Giants general manager Dave Gettleman speaks to reporters during a...

Giants general manager Dave Gettleman speaks to reporters during a press conference ahead of next week's NFL draft, Thursday, April 19, 2018, in East Rutherford, N.J. Credit: AP / Julio Cortez

Dave Gettleman has run five NFL Drafts as a general manager, all with the Panthers, accounting for 28 picks. He’s taken a number of different positions at different levels of the selection process, has traded up to get players he wanted, and has left very little in the way of breadcrumbs that help decipher what he could be thinking going into this year’s draft, his first with the Giants.

The one clue that does emerge is that he has never traded down. Even that, though, is something Gettleman admitted he will exploring this week with the highly valued, highly coveted No. 2 overall pick.

“It just kind of never happened, I guess,” Gettleman said Thursday. “There was nothing ever meaningful enough that would keep me from the player that we had who was there for us to take. In Carolina, I never got a meaningful enough offer to trade back.”

In Carolina, though, he never had the No. 2 overall pick with a highly touted crop of quarterbacks in a league starving for talent at that position. Gettleman said he’s already received calls from teams regarding that No. 2 pick, and he did not dismiss the idea that he could wind up taking one of those offers.

“Depending on who’s still on the board, I’m open to it,” he said. “You have to be open to everything. You have to listen. You can’t be afraid of conversation.”

Trading back, of course, theoretically would put the Giants in position to draft a player of lesser value than they would get at No. 2, when they’ll have their choice of everyone available but one. It also would mean that the Giants could pick up more picks in this draft, or future drafts.
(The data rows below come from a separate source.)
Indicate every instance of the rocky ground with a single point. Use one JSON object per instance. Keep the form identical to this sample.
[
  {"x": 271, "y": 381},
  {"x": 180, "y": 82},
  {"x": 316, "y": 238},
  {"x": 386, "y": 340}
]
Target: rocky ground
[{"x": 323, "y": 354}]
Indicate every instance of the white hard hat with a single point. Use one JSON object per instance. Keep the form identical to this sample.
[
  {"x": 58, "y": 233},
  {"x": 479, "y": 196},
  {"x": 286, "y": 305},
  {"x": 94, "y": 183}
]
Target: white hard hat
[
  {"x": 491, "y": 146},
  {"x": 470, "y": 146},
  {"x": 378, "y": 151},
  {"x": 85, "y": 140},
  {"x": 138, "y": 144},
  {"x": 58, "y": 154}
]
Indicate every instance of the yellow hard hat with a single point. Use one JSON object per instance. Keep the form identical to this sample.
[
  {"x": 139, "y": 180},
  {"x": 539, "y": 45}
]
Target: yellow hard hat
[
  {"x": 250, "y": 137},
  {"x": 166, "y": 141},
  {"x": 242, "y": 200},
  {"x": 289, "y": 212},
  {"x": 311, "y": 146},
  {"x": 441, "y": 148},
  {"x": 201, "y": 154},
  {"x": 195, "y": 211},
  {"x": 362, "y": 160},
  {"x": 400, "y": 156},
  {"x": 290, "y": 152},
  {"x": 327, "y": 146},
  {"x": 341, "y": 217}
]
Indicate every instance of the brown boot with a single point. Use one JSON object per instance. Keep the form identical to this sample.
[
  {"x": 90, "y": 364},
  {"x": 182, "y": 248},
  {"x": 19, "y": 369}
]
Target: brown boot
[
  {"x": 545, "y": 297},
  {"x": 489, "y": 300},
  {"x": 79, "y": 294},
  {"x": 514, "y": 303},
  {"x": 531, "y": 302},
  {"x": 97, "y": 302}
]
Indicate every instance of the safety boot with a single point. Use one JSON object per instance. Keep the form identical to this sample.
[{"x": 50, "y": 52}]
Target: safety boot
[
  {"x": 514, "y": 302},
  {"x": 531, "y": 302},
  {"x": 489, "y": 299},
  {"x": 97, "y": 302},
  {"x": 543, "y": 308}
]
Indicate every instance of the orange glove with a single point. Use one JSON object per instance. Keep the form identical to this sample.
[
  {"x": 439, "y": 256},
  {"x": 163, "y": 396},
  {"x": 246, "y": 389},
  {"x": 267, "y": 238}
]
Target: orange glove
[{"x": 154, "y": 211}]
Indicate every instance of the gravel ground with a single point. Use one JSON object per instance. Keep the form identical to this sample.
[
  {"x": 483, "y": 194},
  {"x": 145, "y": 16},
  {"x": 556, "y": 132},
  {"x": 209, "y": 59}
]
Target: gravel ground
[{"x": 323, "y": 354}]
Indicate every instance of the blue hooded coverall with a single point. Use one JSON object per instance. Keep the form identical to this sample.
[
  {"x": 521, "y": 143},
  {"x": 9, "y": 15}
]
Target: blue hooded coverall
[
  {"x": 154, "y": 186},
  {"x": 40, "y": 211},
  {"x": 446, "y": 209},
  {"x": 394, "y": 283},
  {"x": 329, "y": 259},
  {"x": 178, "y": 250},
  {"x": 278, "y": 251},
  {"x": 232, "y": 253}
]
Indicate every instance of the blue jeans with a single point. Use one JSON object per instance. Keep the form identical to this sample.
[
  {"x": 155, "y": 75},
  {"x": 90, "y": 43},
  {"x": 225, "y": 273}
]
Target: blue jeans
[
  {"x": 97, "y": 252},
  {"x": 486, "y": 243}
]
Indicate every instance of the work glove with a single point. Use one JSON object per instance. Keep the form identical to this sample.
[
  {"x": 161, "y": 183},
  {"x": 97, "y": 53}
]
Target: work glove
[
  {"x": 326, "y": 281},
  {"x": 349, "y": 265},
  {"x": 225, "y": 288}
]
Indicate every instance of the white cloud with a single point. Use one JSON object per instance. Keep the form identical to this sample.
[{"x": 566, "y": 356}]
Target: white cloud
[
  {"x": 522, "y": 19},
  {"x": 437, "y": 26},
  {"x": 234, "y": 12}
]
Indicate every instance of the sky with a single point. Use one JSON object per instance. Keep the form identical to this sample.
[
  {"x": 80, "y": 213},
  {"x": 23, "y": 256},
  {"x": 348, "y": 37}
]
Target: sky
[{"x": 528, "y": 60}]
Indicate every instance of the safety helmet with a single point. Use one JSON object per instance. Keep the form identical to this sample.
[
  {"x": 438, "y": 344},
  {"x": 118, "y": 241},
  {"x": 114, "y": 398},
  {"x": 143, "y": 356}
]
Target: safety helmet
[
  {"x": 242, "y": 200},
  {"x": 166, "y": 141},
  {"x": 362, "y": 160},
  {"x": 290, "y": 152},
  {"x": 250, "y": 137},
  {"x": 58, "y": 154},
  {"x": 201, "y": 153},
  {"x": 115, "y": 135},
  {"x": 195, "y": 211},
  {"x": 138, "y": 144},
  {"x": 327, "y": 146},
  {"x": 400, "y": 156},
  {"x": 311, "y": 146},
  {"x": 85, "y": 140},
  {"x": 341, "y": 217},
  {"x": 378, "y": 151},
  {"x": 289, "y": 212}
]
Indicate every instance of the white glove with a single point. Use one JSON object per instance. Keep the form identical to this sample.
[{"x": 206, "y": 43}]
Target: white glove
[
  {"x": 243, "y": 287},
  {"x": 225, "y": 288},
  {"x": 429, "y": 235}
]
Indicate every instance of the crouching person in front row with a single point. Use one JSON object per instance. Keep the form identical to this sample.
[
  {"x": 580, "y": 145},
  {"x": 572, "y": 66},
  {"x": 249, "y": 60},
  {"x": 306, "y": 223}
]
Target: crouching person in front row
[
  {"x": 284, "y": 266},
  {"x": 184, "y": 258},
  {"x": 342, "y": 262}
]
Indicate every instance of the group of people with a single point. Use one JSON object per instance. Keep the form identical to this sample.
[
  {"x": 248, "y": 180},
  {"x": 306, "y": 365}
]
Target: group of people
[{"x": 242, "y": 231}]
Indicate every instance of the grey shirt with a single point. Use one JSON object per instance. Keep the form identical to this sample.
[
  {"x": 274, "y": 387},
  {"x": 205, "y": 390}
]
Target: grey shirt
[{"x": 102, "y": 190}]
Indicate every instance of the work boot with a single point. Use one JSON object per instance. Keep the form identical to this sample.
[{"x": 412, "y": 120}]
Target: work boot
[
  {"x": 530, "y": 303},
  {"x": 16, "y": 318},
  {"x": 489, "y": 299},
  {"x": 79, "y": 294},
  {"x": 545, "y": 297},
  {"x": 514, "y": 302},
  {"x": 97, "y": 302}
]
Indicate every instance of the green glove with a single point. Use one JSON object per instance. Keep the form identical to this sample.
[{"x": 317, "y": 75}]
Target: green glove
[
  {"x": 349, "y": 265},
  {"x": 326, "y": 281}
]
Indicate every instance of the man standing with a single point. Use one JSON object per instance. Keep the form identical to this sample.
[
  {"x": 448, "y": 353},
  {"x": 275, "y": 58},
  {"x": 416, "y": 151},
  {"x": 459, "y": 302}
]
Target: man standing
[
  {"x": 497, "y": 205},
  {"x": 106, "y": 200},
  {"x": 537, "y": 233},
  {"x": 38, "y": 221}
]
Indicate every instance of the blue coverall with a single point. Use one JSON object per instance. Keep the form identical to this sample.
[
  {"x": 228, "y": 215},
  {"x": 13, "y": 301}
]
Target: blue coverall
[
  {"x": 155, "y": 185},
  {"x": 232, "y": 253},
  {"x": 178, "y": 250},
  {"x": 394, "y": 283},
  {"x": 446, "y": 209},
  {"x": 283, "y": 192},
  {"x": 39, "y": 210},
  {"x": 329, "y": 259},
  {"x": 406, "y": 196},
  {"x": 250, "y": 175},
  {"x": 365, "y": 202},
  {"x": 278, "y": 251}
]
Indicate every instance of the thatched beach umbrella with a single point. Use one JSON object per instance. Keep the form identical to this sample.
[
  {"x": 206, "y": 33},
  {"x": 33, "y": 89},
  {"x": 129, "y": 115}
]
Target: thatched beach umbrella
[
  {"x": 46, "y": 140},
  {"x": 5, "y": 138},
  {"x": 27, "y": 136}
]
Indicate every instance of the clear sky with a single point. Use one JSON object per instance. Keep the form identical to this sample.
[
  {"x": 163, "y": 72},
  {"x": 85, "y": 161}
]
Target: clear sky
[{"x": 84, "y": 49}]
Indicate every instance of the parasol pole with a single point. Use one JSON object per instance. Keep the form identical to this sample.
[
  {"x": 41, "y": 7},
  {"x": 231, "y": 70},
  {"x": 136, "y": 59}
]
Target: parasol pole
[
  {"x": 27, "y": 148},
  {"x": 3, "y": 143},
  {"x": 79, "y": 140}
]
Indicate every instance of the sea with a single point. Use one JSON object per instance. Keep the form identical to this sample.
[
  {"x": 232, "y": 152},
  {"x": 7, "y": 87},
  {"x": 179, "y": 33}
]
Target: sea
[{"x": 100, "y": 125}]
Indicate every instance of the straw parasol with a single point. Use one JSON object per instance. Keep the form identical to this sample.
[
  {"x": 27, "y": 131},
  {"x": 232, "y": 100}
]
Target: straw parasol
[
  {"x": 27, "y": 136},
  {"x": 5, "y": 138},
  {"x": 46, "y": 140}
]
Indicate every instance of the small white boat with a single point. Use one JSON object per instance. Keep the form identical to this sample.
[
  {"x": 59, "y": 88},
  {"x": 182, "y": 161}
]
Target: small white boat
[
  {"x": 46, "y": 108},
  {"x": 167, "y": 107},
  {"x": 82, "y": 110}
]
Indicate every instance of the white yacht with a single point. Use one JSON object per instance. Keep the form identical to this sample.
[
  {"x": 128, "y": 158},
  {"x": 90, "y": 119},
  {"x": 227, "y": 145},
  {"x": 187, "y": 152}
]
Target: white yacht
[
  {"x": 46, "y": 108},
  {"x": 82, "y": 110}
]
“Sometimes you have to look at it this way,” Gettleman said before launching into a parable. “We’re all in school, all right? Do you want to get an A and four Cs? Or do you want an A-minus, a couple of B-pluses, and a couple of Bs?”

Winning, Gettleman said, requires depth. Sometimes at the expense of superstars.

“There are different ways of looking at it, depending on what the A looks like,” he said. “But if you get a chance to accumulate quality and put yourself in a position to potentially accumulate picks and bring in a lot of solid players, there’s nothing wrong with that.”